8. Pengambilan keputusan DNR harus merupakan langkah yang terbaik untuk pasien
dan harus didiskusikan dengan pasien.
9. Pada pasien asing atau populasi etnis minoritas dimana terdapat kesulitan
pemahaman Bahasa, harus disediakan layanan penerjemah yang kompeten.
10. Petugas memasangkan ke pasien gelang DNR berwarna ungu di pergelangan
tangan atau kaki.
11. Tinjau kembali status DNR secara berkala dengan pasien atau walinya, revisi bila
ada perubahan keputusan yang terjadi dan catat dalam rekam medis. Bila keputusan
DNR dibatalkan, catat tanggal terjadinya dan gelang DNR dimusnahkan.

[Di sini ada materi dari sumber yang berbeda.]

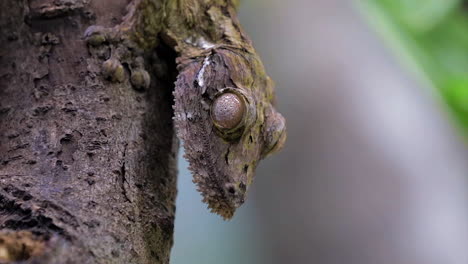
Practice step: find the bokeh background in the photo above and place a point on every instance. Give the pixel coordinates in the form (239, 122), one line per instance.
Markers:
(375, 93)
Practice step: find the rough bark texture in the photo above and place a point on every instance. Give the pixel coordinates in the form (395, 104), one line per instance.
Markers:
(87, 167)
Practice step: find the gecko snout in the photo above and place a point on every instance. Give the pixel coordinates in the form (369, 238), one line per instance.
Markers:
(235, 193)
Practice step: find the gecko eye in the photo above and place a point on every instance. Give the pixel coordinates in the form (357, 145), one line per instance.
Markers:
(228, 111)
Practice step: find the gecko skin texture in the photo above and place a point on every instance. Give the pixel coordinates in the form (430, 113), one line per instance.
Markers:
(223, 154)
(224, 101)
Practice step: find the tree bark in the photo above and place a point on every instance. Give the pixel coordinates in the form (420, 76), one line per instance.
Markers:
(87, 167)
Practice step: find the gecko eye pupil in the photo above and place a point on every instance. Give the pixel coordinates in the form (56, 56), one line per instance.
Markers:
(227, 111)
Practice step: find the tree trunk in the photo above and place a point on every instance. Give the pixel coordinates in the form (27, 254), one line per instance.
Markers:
(87, 167)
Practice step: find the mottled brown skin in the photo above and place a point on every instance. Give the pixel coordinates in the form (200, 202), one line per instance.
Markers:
(215, 57)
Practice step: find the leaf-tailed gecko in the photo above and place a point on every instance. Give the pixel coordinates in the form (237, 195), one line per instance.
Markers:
(224, 101)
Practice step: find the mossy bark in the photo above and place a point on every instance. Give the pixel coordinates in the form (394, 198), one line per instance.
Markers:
(87, 167)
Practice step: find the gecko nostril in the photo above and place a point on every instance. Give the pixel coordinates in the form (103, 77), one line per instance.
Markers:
(242, 186)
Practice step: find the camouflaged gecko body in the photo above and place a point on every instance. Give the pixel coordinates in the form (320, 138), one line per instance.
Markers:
(223, 107)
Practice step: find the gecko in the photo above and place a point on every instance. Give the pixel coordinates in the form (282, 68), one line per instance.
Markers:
(224, 102)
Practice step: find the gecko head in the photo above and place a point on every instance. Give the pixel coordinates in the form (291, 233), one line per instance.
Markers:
(228, 125)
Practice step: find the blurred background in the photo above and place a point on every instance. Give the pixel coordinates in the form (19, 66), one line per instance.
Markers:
(375, 93)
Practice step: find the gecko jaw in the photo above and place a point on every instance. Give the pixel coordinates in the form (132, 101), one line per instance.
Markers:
(214, 197)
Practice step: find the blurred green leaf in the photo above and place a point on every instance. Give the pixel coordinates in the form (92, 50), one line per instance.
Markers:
(431, 36)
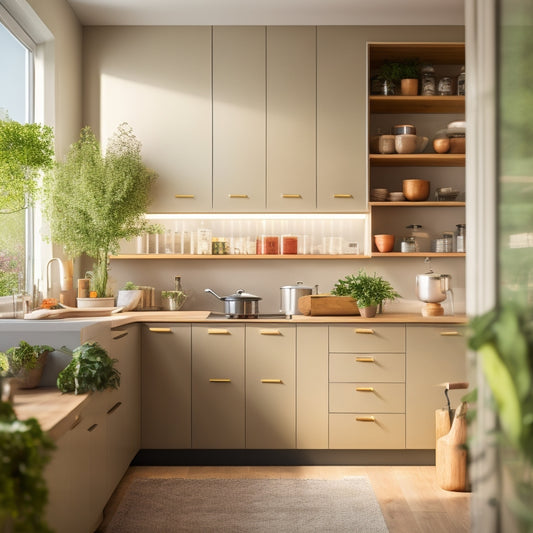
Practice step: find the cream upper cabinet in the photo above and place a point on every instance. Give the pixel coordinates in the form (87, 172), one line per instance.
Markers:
(435, 355)
(239, 118)
(341, 111)
(291, 119)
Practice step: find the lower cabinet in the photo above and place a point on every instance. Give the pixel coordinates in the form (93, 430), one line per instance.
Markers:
(218, 386)
(166, 386)
(271, 386)
(435, 355)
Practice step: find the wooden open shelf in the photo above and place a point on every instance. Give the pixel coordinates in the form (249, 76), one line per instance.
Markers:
(417, 104)
(417, 160)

12. Perintah DNR harus mencakup hal-hal di bawah ini:


a. Diagnosis
b. Alasan DNR
c. Kemampuan pasien untuk membuat keputusan
d. Dokumentasi bawha DNR telah ditetapkan dan oleh siapa
13. Perintah DNR dapat dibatalkan dengan keputusan pasien sendiri atau dokter yang
merawat, atau wali yang sah terkait dengan perkembangan kondisi pasien atau bila
dokter/perawat menemukan inkonsistensi dalam pengambilan keputusan. Dalam hal
ini, catatan DNR di rekam medis harus pula dibatalkan dan gelang DNR harus
dimusnahkan.
14. DPJP dan perawat wajib menjelaskan bahwa DNR hanya berarti tidak melakukan
tindakan resusitasi jantungparu, namun perawatan dasar, penanganan dan
tatalaksana pasien lainnya tetap dilakukan dengan optimal, seperti hygiene,
management nyeri,dan management gejala yang memicu stress fisik (sesak, muntah
dan inkontinensia).
15. Tata laksana emergensi tidak boleh tertunda hanya karena mencari ada tidaknya
instruksi DNR.

7
16. Keputusan DNR harus diberitahukan saat pergantian petugas, atau pengoperan
pasien kepetugas atau unit lainnya.
17. Petugas ambulans yang terlibat dalam transfer juga harus mengetahui instruksiini.

BAB IV
DOKUMENTASI

Adapun dokumentasi untuk pasien dengan DNR dilengkapi dengan form penolakan
tindakan resusitasi/Rejection of Resuscitation.Dimana formulir penolakan tindakan
resusitasi/ Rejection of Resuscitation ditanda tangani oleh pasien/keluarga, saksi dan
disimpan dalam rekam medis pasien yang bersangkutan. Edukasi yang diberikan oleh
DPJP/dokter yang menangani harus tercatat dalam edukasi terintegrasi.